Khaldoon Sabra

Personal information
- Full name: Khaldoon Mohammad Abdallah Sabra
- Date of birth: 5 July 2004 (age 22)
- Place of birth: Jordan
- Height: 1.91 m (6 ft 3 in)
- Position: Striker

Team information
- Current team: Shabab Al-Ordon

Youth career
- –2024: Al-Jazeera

Senior career*
- Years: Team / Apps / (Gls)
- 2024–2025: Al-Jazeera / 11 / (0)
- 2025–2026: Al-Hussein / 6 / (1)
- 2026–: Shabab Al-Ordon / 0 / (0)

International career^{‡}
- 2025–: Jordan U23 / 4 / (1)

= Khaldoon Sabra =

Jordanian footballer born in 2004

Khaldoon Mohammad Abdallah Sabra (خلدون صبرة; born 5 July 2004) is a Jordanian professional footballer who plays as a striker for Jordanian Pro League club Shabab Al-Ordon.

==Club career==
===Al-Jazeera===
Khaldoon began his professional career at Al-Jazeera, scoring his first goal at the club during a preseason matchup against Al-Salt.

===Al-Hussein===
On 11 August 2025, Khaldoon joined Al-Hussein on a three-year contract. Khaldoon scored his first goal for the club during a 2025 Jordan Shield Cup matchup against Al-Sarhan. On 25 September 2025, Khaldoon scored his first league goal for Al-Hussein in a 5–0 victory over Al-Baqa'a.

==International career==
On 14 July 2022, Khaldoon received his first youth national team call-up for the Jordan national under-20 football team, to participate in the 2022 Arab Cup U-20.

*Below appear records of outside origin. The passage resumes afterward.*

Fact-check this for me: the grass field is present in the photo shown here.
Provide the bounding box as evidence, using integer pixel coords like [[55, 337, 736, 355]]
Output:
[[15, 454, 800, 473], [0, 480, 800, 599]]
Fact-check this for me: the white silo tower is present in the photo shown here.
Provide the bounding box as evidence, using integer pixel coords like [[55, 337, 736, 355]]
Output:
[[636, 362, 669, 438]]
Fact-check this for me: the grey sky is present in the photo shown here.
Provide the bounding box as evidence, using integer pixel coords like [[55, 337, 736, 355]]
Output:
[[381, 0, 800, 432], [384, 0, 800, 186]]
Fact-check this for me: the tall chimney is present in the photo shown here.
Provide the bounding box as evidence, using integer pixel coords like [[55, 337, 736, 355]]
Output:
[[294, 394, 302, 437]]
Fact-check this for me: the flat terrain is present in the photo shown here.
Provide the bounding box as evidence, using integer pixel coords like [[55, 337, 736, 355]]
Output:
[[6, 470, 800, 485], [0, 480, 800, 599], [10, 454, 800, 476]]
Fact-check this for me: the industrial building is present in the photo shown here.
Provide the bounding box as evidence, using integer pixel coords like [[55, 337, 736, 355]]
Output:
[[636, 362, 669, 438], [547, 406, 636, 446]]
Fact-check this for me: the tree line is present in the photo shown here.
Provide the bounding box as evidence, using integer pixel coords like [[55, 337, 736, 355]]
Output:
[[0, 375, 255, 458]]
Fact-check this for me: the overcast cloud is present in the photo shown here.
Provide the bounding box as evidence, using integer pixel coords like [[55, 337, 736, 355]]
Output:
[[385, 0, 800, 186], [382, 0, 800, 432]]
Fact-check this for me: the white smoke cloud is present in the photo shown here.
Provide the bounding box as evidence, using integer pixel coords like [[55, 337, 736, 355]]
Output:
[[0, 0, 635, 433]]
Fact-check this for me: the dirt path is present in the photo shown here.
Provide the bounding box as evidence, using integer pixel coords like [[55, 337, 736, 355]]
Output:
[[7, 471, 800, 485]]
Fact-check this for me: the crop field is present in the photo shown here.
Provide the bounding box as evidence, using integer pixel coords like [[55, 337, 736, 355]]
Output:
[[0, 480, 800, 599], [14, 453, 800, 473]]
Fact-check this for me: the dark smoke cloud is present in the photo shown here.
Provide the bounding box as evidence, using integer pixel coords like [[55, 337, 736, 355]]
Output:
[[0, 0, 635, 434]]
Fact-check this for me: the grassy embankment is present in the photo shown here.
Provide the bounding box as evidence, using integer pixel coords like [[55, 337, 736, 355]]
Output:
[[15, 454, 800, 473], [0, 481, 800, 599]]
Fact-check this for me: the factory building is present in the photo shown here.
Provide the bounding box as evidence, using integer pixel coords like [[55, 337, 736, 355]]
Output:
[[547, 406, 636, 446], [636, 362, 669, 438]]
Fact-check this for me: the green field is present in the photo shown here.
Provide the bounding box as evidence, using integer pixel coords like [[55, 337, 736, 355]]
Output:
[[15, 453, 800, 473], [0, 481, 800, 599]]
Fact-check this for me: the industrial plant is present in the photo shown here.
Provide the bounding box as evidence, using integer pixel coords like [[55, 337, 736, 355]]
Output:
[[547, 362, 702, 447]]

Khaldoon received his first call-up to the Jordan national under-23 football team, making his debut against the United Arab Emirates. On 13 October 2025, Khaldoon scored his first goal at the under-23 level against the United Arab Emirates. On 23 December 2025, Khaldoon was called up to the under-23 team once again for the 2026 AFC U-23 Asian Cup, participating in two of the four matches.

==Personal life==
Khaldoon is the older brother of Jordanian international footballer Ibrahim Sabra.